By Cheryl Wittenauer, AP
Wednesday, December 2, 2009

Ameren plans solar projects in Missouri, Illinois

ST. LOUIS — Ameren Corp. will build solar energy systems in Missouri and Illinois to explore how best to use the sun to generate electricity, the St. Louis-based utility said.

Ameren plans a solar demonstration project at its St. Louis headquarters, and another at a site to be determined in Illinois.

The electric company tapped Kansas City engineering firm Burns & McDonnell to design the projects, which it will evaluate for efficiency and effectiveness. At least three different technologies will be used and tested.

Once the systems are running late next year, Ameren will share its findings online with customers who may be considering installing their own solar energy systems.

Ameren currently has no solar projects, although it is working with wind, methane and other alternatives to fossil fuels. It is under mandates in both states to have part of its energy portfolio in renewable energy.

Ameren president Thomas Voss said the company has been evaluating solar energy for its headquarters for years, and tracking technological developments. Costs of solar power installations have dropped significantly, which helped prompt the timing of the decision announced Tuesday.

Ameren’s solar installations should generate from 25 to 550 kilowatts of power.

Ameren’s current energy portfolio consists of 85 percent coal, 10 percent to 15 percent nuclear, and a smattering of hydroelectric, gas and other sources.

Ameren and Missouri’s two other investor-owned electric utilities are required by last year’s passage of Proposition C to generate or purchase 15 percent of their electricity from renewable sources by 2021.

Those sources include solar, wind, methane, hydropower, along with wood, crops and other forms of biomass — but not nuclear — at graduated target levels, starting with 2 percent by 2011. At least 2 percent must be solar sources.

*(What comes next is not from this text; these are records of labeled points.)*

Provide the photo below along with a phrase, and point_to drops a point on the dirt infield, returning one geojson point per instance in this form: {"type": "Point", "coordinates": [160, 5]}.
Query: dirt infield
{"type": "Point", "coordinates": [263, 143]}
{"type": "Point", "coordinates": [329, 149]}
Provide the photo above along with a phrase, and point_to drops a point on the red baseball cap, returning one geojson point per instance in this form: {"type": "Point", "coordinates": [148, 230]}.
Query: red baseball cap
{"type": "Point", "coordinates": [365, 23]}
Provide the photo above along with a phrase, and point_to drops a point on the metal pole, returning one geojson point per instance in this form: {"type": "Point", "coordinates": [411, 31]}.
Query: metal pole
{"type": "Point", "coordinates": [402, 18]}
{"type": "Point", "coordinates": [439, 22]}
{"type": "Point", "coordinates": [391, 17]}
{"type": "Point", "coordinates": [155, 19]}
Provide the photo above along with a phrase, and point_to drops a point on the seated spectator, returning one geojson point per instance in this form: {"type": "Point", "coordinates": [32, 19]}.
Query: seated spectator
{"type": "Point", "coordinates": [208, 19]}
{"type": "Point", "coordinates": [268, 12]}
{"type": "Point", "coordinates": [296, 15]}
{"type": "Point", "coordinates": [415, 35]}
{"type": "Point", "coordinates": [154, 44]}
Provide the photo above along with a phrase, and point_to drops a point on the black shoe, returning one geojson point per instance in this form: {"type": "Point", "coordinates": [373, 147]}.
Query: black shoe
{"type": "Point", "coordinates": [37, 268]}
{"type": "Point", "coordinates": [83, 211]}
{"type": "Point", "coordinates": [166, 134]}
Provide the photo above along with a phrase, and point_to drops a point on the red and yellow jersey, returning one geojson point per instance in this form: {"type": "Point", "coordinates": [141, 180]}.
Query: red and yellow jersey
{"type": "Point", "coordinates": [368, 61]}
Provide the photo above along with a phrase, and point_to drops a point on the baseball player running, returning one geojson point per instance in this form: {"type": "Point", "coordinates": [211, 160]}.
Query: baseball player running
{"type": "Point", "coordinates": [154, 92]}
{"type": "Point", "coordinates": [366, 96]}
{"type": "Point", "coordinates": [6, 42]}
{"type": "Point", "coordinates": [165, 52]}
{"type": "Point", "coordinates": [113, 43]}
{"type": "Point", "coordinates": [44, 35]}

Any rate increase cannot exceed 1 percent.

Voss and Burns & McDonnell’s vice president Breck Washam said Missouri has little wind resources — outside of northwest Missouri — and is not reliable for solar. They said Illinois has slightly better wind resources.

“But we know people want to see it happen here,” Voss said.

Until recently, Washam added, solar energy costs have been formidable.

Ameren said it’s taken various steps to develop renewable energy and encourage more efficient use of energy.

Next year, AmerenUE will begin offering rebates for qualified new solar electric installations.

It recently agreed to buy enough wind power for 26,000 Missouri households.

In September, the utility announced plans to generate power by burning methane gas at a solid waste landfill in suburban St. Louis. When completed in 2011, the project is expected to produce electricity for 10,000 homes.

And through AmerenUE’s Pure Power, customers may opt to pay slightly higher energy bills to buy renewable energy credits, which encourage development of renewable resources.

Ameren had planned to build a second nuclear reactor in mid-Missouri. But earlier this year, the company suspended those plans after lawmakers failed to repeal a 1976 law barring utilities from charging customers for certain costs of a new power plant before it starts producing electricity.

AmerenUE officials said without repeal of that law, it was unlikely they could amass sufficient private capital for the project.

Burns & McDonnell has designed and managed renewable energy installations throughout the U.S. and world, and just completed its own corporate headquarters demonstration project in Kansas City, Washam said.

He said the various solar technologies to be installed at the St. Louis and Illinois sites will be judged on power production, life expectancy and other variables.